The majority attempts to rationalize its opinion by the supposition that the trial judge apparently disregarded evidence of a back injury simply because such was not alleged in the libel. This is sheer speculation. The trial court made no such ruling; indeed this question was not even raised by either party except on this appeal. The reference in the finding to the matters “alleged in the first cause of action” was clearly intended merely to distinguish it from the matters alleged in the second cause of action upon which no recovery was had. If we are to assume anything, we should assume that the trial judge was at least as well acquainted as we are with the familiar rule that pleadings are to be deemed amended to comply with the proof and that, therefore, his commonplace reference to the “first cause of action” naturally embraced the cause of action, “as amended.” It would be worse than captious criticism to discover error in the fact that in referring to the first cause of action the trial judge prejudiced Menefee because he failed to employ the descriptive adjective “amended.” Probably the trial court did reject Menefee’s very vague and general statements of how his back bothered him so that he could not work for more than a year after the accident, and still “bothered” him at the time of trial. However, we must assume that the trial court considered all of the evidence and that it rejected these statements because it considered them unworthy of belief. Menefee’s complaints of a back injury appear to have first found voice at the time of trial. In any event we should not not indulge in the assumption (which is completely unwarranted by anything in the record) that the trial court made an error of law and failed to follow the rule that the pleadings are deemed amended to conform to proof.
We should not be indifferent to the fact that this is a court of appeals and not a trial court. We do not have the advantage of seeing the witnesses and hearing them testify upon the stand and therefore we cannot determine their credibility with any assurance that we are right. For an excellent discussion of the respective functions of trial and appellate courts see Pendergrass v.

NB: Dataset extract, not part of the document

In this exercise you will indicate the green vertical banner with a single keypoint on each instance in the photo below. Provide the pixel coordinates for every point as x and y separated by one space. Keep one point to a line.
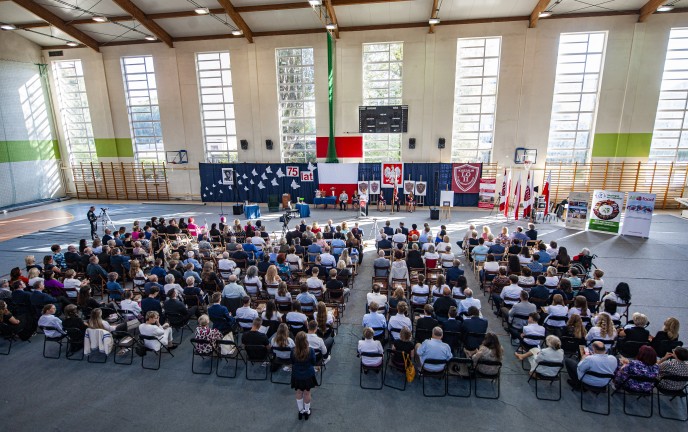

N. Y. Life Ins. Co., 8 Cir., 181 F.2d 136. Apparently it is now the rule in this Circuit that a plaintiff who testifies that his back “bothers” him will be allowed redress on appeal to this court even though the trier of the facts refuses to believe his testimony and even though such a claimant deliberately, and without explanation, refused free medical treatment to which he was entitled.
I dissent because we appear to have usurped the role and function of a trial judge in our disposition of the case.